METHODS We evaluated 1537 multivessel coronary artery disease patients with diabetes who underwent drug-eluting stent implantation or CABG in our institution between April 2004 and December 2006. We compared safety (death; a composite of death or myocardial infarction; and non-fatal stroke); and efficacy (target-vessel revascularization) with the use of adjustment for differences in baseline risk factors and propensity-score analysis.
RESULTS Patients who underwent CABG (n=829) were older and had more comorbidities than patients who received drug-eluting stents (n=708). Patients receiving drug-eluting stents had considerably higher 3-year rates of death (adjusted hazard ratio [HR] for the drug-eluting stents, 1.50; 95% confidence interval [CI], 1.04 to 2.89), the composite outcome of death or myocardial infarction (adjusted HR, 1.32; 95% confidence interval [CI], 1.05 to 2.72) and target-vessel revascularization (adjusted HR, 5.26; 95% confidence interval [CI], 2.30 to 12.46). However, CABG stents were associated with higher rates of non-fatal stroke (adjusted HR for the drug-eluting stents, 0.71, 95%CI 0.44 to 0.97).

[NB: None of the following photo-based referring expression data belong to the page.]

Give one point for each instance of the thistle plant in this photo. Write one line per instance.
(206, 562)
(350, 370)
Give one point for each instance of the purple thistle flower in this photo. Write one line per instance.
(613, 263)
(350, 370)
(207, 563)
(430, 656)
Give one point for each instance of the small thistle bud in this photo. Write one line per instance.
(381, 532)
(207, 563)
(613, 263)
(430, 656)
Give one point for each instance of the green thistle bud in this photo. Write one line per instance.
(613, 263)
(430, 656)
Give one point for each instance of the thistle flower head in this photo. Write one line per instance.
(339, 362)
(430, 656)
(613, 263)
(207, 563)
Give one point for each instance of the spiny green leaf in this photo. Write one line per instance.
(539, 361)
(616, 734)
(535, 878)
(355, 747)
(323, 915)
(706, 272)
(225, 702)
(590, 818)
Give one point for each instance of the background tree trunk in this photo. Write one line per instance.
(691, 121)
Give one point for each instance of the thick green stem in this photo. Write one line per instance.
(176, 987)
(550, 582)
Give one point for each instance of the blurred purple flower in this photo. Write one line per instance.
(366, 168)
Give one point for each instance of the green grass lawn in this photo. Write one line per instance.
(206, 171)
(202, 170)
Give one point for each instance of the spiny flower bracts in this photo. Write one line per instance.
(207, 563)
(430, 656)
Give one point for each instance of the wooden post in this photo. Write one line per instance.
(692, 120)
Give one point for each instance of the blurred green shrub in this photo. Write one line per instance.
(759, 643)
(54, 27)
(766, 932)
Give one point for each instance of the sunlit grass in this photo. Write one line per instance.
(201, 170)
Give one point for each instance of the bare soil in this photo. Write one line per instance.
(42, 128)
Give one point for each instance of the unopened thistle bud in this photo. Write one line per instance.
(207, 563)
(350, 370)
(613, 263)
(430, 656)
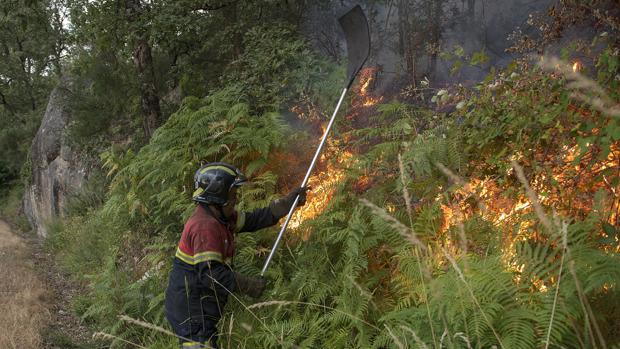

CONCLUSIONS In a cohort of multivessel coronary artery disease patients with diabetes, we found that stenting with drug-eluting stents was associated with higher rates of death, the composite outcome of death or MI, and target-vessel revascularization than was CABG. However, CABG was associated with higher rates of non-fatal stroke than was stenting of drug-eluting stents.